Do NOT mix epoxy in those trays and holders. While dried epoxy seems to come off well, any unmixed parts (resin or catalyst) will behave like the stickiest tar and will not come off easily. There will be unmixed parts around the edges of your epoxy puddle, and they will be sticky and gummy like the worst kind of tar.
Do NOT use those silicone trays and brushes with CA glue (superglue) or Gorilla Clear (a silane-based glue) glue. I used a brush with Gorilla Clear once, and it left clear, dried droplets on the end of each brush bristle that could not be removed.

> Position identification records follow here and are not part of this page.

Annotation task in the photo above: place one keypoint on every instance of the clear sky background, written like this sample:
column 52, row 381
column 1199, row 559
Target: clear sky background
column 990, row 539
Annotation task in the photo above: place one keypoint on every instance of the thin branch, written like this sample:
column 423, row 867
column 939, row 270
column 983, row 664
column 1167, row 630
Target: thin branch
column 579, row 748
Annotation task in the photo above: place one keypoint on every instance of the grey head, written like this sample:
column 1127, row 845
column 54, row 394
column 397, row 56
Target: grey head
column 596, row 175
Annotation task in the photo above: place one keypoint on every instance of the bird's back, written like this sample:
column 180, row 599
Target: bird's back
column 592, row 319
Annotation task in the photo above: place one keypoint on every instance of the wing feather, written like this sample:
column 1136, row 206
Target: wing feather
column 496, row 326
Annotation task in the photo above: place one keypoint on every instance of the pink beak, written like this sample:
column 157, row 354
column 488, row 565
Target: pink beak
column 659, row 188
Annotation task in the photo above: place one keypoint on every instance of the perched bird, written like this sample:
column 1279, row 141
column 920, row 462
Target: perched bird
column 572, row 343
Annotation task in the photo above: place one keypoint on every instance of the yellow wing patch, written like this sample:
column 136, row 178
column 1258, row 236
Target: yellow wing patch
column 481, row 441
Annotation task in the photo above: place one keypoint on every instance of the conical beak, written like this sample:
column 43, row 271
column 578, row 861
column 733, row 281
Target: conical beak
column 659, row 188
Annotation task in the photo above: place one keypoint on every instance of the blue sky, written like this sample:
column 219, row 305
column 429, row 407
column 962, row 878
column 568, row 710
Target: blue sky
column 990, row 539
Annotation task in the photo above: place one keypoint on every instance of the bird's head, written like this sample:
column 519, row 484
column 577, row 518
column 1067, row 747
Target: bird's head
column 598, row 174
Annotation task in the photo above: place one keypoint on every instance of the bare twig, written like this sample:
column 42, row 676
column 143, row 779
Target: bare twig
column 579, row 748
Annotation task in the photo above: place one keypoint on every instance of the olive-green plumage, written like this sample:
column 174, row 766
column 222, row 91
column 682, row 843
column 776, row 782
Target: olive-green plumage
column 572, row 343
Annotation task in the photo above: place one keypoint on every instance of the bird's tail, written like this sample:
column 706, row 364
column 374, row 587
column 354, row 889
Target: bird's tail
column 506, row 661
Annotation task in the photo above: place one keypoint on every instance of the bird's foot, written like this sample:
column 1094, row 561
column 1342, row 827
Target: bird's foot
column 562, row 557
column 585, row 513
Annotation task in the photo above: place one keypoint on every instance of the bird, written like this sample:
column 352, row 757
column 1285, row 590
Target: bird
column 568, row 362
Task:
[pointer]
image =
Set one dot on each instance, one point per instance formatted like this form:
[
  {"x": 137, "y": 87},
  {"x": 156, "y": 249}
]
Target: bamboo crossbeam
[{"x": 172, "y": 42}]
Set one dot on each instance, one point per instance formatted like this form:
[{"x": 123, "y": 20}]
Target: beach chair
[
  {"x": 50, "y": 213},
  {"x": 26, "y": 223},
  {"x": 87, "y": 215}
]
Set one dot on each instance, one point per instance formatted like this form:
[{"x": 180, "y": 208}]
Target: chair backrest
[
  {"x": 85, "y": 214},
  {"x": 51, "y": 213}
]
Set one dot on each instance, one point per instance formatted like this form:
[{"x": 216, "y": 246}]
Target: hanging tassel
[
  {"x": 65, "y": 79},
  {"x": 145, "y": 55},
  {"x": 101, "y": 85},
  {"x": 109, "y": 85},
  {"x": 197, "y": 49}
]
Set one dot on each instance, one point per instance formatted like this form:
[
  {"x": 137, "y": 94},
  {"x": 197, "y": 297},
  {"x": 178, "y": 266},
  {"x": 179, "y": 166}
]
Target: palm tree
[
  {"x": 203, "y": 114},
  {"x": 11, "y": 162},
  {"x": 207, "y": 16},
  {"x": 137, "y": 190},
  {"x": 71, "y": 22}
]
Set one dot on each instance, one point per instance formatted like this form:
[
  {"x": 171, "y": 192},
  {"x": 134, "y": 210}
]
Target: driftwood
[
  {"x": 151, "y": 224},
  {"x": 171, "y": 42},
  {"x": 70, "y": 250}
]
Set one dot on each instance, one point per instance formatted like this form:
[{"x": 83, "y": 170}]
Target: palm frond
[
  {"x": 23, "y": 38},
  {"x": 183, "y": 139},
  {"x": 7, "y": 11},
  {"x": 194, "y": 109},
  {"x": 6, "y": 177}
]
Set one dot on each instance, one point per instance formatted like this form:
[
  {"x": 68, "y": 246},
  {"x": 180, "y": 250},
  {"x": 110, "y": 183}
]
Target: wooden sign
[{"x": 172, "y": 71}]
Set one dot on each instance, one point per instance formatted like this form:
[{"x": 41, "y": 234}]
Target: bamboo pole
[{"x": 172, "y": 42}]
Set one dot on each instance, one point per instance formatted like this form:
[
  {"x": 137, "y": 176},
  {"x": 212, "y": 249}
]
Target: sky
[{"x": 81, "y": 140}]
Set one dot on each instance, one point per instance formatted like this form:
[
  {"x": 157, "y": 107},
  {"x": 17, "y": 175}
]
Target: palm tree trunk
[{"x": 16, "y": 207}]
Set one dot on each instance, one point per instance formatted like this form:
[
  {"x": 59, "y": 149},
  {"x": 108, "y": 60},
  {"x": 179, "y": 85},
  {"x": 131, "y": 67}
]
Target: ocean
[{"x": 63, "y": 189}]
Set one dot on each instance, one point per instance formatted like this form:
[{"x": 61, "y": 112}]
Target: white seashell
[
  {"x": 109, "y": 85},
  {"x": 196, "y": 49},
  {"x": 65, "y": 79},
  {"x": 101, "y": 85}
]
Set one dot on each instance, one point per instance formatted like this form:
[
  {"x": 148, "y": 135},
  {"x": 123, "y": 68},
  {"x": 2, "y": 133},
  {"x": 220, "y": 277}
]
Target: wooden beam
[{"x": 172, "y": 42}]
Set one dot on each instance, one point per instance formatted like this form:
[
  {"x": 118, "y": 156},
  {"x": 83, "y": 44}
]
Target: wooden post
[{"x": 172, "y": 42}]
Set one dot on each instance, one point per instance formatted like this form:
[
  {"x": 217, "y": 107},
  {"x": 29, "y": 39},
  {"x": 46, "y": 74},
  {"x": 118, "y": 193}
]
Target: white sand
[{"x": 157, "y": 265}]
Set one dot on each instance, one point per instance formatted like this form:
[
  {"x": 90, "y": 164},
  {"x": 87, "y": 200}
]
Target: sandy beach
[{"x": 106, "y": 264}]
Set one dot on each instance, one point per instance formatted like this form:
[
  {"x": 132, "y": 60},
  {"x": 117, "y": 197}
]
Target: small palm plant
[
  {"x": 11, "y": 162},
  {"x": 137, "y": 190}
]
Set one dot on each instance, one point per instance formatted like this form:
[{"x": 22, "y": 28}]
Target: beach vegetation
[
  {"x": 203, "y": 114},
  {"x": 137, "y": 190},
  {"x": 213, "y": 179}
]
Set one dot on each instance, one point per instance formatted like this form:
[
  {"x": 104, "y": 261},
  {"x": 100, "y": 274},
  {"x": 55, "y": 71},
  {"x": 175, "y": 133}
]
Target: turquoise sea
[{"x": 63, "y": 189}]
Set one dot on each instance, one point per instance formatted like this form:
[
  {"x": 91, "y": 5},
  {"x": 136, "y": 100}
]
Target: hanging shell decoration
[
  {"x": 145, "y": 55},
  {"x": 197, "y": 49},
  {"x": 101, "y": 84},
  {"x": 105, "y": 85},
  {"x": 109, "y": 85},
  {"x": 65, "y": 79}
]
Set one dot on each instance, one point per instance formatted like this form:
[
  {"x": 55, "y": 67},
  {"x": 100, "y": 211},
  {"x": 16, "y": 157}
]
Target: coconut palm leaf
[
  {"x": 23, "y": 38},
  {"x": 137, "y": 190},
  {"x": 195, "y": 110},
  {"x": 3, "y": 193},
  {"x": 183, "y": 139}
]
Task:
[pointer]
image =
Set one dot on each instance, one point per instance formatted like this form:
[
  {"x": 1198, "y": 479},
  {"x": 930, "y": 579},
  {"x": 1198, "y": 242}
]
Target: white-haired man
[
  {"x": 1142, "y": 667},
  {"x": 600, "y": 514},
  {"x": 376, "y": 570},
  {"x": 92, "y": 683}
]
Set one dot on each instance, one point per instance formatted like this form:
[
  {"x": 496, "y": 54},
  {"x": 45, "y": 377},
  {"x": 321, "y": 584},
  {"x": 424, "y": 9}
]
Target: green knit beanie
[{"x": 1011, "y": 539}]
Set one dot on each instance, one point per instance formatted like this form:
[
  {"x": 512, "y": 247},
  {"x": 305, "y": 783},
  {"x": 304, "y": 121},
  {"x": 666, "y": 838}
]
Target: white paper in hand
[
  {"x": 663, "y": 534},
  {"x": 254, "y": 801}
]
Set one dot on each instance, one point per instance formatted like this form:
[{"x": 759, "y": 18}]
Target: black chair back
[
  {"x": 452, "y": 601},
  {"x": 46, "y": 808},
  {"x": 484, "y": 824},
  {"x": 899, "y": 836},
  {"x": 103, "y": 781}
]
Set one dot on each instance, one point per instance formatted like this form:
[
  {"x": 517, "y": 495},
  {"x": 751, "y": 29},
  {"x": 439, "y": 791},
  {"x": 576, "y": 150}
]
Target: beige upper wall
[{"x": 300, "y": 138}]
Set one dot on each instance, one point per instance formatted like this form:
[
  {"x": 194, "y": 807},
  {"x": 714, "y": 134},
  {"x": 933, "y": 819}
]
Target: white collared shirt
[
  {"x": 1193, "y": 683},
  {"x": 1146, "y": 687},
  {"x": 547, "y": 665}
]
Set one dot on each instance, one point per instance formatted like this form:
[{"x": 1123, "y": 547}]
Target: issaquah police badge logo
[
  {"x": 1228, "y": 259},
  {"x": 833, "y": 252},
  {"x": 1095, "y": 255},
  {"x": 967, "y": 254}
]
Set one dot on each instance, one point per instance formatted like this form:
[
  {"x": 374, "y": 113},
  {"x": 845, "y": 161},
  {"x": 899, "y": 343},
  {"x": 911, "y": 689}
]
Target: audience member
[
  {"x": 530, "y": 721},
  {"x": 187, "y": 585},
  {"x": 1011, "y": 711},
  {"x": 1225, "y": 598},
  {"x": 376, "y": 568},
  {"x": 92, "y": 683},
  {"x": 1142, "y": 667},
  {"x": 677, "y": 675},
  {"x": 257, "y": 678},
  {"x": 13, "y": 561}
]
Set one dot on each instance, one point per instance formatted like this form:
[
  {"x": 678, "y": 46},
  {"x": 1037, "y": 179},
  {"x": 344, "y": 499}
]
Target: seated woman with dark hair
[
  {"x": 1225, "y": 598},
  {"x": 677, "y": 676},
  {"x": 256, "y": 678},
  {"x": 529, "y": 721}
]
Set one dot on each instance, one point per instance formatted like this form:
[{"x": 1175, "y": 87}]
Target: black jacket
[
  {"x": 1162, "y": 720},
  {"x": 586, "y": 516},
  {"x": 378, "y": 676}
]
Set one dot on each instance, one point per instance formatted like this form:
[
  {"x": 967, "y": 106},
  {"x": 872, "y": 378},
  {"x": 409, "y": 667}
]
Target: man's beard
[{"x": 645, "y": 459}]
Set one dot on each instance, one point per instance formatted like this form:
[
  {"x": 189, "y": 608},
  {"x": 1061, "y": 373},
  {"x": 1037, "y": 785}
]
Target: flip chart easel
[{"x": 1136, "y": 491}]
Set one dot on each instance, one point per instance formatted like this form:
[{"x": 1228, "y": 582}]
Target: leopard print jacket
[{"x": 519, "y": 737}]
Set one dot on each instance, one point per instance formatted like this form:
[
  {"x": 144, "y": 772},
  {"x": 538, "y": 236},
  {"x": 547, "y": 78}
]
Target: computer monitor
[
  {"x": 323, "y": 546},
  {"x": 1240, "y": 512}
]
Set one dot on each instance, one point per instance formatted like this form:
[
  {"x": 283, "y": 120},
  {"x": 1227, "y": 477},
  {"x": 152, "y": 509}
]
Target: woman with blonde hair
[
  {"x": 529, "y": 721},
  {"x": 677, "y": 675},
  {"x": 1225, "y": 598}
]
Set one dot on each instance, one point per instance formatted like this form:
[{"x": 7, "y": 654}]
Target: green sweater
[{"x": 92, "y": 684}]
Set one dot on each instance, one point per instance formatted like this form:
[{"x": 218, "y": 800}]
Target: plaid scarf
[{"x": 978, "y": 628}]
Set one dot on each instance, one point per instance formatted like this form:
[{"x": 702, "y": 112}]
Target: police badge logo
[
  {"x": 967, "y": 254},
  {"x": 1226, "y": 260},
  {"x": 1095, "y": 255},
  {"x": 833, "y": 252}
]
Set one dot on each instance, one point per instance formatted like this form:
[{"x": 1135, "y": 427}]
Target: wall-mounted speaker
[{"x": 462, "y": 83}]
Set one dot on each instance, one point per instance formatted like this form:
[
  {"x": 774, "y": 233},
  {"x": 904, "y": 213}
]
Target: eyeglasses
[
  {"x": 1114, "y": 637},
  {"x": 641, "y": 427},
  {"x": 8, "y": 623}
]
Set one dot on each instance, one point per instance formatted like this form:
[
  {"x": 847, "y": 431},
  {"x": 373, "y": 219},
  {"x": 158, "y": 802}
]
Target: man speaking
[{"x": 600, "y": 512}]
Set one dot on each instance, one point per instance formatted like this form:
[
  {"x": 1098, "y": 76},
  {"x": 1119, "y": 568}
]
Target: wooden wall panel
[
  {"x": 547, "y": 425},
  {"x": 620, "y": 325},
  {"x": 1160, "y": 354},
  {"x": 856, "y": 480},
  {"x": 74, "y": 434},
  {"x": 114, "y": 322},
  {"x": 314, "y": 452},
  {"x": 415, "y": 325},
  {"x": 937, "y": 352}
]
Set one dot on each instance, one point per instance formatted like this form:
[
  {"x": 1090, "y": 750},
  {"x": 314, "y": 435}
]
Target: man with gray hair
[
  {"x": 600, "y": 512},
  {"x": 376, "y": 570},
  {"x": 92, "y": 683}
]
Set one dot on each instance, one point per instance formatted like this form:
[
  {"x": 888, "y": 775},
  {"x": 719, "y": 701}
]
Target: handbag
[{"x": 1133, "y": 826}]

The complete bristle will brake off at the back before the droplet could be pinched and pulled off the tip. The droplets stick so well that you can't pull them off.


----------



## turntable (Jul 21, 2021)

thank you, tool agnostic -- great information!
I'm going to look it up any minute but do know off hand if mod podge is ok? that and carpenter glue are my top two glues --


----------



## turntable (Jul 21, 2021)

I hit post too soon -- here's the link for the glue pot and it says it's exclusive to rocker 








Rockler Silicone Glue Keeper


Neat, precise glue application from a stable, compact container that's exceptionally easy to clean—great for mixing epoxy.




www.rockler.com


----------



## Tool Agnostic (Aug 13, 2017)

turntable said:


> I hit post too soon -- here's the link for the glue pot and it says it's exclusive to rocker
> https://www.rockler.com/rockler-silicone-glue-keeper


There are several woodworking stores in my general area, but Rockler is the most convenient, so I buy stuff there. I prefer to buy local and avoid shipping costs when I can. Shipping costs add up.

Another Rockler product that I like are their silicone mats. Rockler may call them "exclusive", but you can find many similar silicone mats from other sources that do the exact same job. Save money and buy the ones used for baking and cooking.

Even though Rockler calls them "exclusive", I have found many exclusive Rockler products elsewhere. Perhaps they were exclusive at one time, and Rockler forgot to remove the "exclusive" label from their website. Perhaps what makes them exclusive is finding the product in the official Rockler "blue" color. Other people have the same thing in red or orange, for example, but can't sell the blue ones. Stuff like that.


----------



## turntable (Jul 21, 2021)

go


Tool Agnostic said:


> There are several woodworking stores in my general area, but Rockler is the most convenient, so I buy stuff there. I prefer to buy local and avoid shipping costs when I can. Shipping costs add up.
> 
> Another Rockler product that I like are their silicone mats. Rockler may call them "exclusive", but you can find many similar silicone mats from other sources that do the exact same job. Save money and buy the ones used for baking and cooking.
> 
> Even though Rockler calls them "exclusive", I have found many exclusive Rockler products elsewhere. Perhaps they were exclusive at one time, and Rockler forgot to remove the "exclusive" label from their website. Perhaps what makes them excessive is finding the product in the official Rockler "blue" color. Other people have the same thing in red or orange, for example, but can't sell the blue ones. Stuff like that.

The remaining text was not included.